The make_metadata_from_data.py utility generates baseline CSVW-EO metadata from an existing dataset.


Purpose

The generator infers:

  • Datatypes
  • Nullable proportions
  • Numeric bounds
  • Public keys
  • Contribution assumptions
  • Optional dependencies
  • Optional partitions
  • Optional column groups

Important

Automatically generated metadata may leak sensitive information. Manual review is always required before publication.


Basic Usage

python make_metadata_from_data.py \
  data.csv \
  --privacy_unit user_id

Contribution Levels

Four contribution levels are supported:

Level Description
table Table-level DP metadata only
table_with_keys Table-level metadata with public keys
column Per-column DP contribution metadata
partition Fine-grained partition-level metadata

Higher level incurr more risk of disclosure.
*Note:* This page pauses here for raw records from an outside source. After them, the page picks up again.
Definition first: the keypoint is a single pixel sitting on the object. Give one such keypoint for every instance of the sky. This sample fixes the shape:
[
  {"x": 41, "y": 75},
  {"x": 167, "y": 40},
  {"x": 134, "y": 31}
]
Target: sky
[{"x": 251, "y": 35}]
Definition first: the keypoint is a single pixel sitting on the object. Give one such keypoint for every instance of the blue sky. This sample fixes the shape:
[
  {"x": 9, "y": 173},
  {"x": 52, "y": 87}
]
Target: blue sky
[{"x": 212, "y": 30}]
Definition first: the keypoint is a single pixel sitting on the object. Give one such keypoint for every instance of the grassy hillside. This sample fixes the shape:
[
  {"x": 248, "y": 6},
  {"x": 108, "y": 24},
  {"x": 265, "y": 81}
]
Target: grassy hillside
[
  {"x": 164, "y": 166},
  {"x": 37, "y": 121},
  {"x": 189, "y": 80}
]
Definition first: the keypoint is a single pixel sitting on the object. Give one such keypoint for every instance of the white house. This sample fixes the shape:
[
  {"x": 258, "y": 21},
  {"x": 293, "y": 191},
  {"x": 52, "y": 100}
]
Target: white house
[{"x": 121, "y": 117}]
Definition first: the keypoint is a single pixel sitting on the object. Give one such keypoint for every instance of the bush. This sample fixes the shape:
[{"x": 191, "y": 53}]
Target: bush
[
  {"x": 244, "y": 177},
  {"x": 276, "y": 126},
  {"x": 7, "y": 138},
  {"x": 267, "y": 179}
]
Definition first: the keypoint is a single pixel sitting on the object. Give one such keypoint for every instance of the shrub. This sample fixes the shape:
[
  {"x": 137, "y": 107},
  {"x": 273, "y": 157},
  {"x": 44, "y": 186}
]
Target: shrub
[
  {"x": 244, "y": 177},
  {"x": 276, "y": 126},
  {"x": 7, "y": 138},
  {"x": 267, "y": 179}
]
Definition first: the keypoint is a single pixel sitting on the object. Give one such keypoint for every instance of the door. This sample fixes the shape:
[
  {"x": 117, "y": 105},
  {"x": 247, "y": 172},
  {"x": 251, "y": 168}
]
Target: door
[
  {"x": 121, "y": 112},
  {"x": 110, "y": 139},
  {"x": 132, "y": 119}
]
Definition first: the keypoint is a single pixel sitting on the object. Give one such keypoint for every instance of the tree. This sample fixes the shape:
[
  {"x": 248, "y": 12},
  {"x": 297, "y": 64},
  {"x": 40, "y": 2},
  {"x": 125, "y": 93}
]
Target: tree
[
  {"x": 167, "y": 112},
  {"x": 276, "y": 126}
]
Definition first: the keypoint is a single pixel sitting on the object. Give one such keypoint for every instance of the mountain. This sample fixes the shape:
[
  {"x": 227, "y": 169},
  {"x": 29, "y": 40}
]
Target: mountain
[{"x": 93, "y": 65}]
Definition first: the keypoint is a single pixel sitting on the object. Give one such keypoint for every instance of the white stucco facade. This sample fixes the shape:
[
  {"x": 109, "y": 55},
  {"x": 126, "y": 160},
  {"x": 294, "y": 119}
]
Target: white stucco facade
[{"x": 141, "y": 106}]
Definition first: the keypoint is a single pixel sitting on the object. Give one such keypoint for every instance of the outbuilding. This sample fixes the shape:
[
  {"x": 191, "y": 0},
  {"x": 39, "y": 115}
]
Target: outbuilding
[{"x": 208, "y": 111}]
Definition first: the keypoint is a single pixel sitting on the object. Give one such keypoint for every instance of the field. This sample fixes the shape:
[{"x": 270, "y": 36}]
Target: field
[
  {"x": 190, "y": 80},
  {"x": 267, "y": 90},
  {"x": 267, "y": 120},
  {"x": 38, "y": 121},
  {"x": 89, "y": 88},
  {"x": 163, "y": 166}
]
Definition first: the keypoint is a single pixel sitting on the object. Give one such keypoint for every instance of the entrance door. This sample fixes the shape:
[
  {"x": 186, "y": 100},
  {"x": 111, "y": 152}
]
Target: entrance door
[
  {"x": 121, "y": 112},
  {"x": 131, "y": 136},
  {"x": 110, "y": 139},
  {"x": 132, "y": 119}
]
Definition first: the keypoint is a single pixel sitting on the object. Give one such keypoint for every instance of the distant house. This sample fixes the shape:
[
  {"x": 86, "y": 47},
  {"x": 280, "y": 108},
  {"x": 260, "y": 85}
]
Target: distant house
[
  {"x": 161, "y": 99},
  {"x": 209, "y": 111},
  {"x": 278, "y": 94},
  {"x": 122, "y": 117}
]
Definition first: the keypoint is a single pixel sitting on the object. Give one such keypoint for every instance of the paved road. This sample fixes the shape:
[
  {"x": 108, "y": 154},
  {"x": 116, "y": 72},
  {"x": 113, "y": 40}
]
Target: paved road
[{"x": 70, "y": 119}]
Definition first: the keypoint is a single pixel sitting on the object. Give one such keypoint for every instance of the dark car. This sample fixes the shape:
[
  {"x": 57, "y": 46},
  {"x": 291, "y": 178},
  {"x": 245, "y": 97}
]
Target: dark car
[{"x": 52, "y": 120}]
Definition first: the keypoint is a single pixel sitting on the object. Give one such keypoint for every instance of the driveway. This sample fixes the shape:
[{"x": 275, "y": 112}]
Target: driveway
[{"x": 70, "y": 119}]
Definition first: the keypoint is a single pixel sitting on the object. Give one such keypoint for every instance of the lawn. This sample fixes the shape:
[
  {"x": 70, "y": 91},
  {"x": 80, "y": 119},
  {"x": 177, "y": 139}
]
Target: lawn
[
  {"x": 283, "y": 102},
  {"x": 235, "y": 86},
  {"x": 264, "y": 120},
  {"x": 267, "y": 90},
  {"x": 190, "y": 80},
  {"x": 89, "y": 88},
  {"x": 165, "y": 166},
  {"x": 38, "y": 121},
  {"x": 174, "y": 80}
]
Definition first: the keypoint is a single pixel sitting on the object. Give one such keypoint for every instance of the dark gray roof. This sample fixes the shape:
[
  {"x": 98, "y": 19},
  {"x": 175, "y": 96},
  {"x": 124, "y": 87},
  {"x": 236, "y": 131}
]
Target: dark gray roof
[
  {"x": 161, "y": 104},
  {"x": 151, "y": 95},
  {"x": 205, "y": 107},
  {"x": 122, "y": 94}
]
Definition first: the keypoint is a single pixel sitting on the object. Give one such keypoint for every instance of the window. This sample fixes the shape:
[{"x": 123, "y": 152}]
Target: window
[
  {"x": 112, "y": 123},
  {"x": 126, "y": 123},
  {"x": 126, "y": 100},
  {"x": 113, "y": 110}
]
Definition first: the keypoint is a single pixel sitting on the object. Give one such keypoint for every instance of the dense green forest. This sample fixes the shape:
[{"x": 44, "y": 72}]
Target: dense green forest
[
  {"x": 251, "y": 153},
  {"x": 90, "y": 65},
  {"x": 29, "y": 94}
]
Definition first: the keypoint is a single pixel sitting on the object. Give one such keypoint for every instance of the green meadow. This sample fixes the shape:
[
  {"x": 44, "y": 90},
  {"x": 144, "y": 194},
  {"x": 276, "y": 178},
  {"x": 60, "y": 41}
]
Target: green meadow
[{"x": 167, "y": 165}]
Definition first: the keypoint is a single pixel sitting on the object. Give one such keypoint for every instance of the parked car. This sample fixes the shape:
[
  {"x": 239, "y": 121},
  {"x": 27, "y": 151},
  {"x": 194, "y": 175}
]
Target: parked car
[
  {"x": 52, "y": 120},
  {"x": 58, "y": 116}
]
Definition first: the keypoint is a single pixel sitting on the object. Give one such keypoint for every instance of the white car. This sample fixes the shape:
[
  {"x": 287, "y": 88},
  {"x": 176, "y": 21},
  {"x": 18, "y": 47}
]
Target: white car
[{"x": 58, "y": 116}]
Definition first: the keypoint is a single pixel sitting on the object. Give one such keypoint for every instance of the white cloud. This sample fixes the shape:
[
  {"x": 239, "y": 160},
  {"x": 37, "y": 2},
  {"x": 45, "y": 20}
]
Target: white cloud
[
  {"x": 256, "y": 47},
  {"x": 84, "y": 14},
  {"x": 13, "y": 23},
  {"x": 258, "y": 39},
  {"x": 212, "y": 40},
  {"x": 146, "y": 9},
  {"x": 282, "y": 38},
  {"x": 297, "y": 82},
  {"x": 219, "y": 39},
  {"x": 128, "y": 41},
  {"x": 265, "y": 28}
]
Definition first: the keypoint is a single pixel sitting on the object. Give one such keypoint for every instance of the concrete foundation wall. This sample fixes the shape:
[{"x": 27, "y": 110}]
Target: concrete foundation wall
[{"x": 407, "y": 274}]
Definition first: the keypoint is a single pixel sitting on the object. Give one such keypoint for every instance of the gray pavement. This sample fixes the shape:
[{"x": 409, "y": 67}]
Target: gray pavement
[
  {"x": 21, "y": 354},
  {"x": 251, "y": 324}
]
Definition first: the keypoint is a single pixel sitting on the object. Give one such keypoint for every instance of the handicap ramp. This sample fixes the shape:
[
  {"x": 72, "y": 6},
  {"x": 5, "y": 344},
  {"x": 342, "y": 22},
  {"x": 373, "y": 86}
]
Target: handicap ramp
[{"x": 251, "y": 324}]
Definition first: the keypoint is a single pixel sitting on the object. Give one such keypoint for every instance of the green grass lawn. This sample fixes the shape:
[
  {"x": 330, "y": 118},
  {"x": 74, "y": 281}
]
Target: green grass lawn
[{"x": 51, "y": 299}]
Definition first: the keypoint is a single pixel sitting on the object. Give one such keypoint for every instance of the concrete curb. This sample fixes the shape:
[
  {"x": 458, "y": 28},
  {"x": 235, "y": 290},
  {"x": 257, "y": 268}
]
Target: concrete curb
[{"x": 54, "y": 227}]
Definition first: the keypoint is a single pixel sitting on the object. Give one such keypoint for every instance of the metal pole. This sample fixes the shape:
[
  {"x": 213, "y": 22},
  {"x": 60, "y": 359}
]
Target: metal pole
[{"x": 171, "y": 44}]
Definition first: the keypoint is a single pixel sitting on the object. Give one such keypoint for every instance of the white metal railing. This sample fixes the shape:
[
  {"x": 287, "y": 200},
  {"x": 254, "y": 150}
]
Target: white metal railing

Always use the lowest metadata granularity sufficient for the use case.

Example: Table-Level Metadata

python make_metadata_from_data.py \
  data.csv \
  --privacy_unit user_id \
  --default_contributions_level table

Example: Continuous Partitions

python make_metadata_from_data.py \
  data.csv \
  --privacy_unit user_id \
  --continuous_partitions '{"age":[0,18,30,50,100]}'

Example: Column Groups

python make_metadata_from_data.py \
  data.csv \
  --privacy_unit user_id \
  --column_groups '[["age","income"]]'

Example: Dependency Detection

python make_metadata_from_data.py \
  data.csv \
  --privacy_unit user_id \
  --with_dependencies True

Notes

  • Datetime columns are inferred automatically
  • Numeric bounds are inferred for numeric columns
  • Dependency detection may increase runtime
  • Fine-grained metadata increases disclosure risk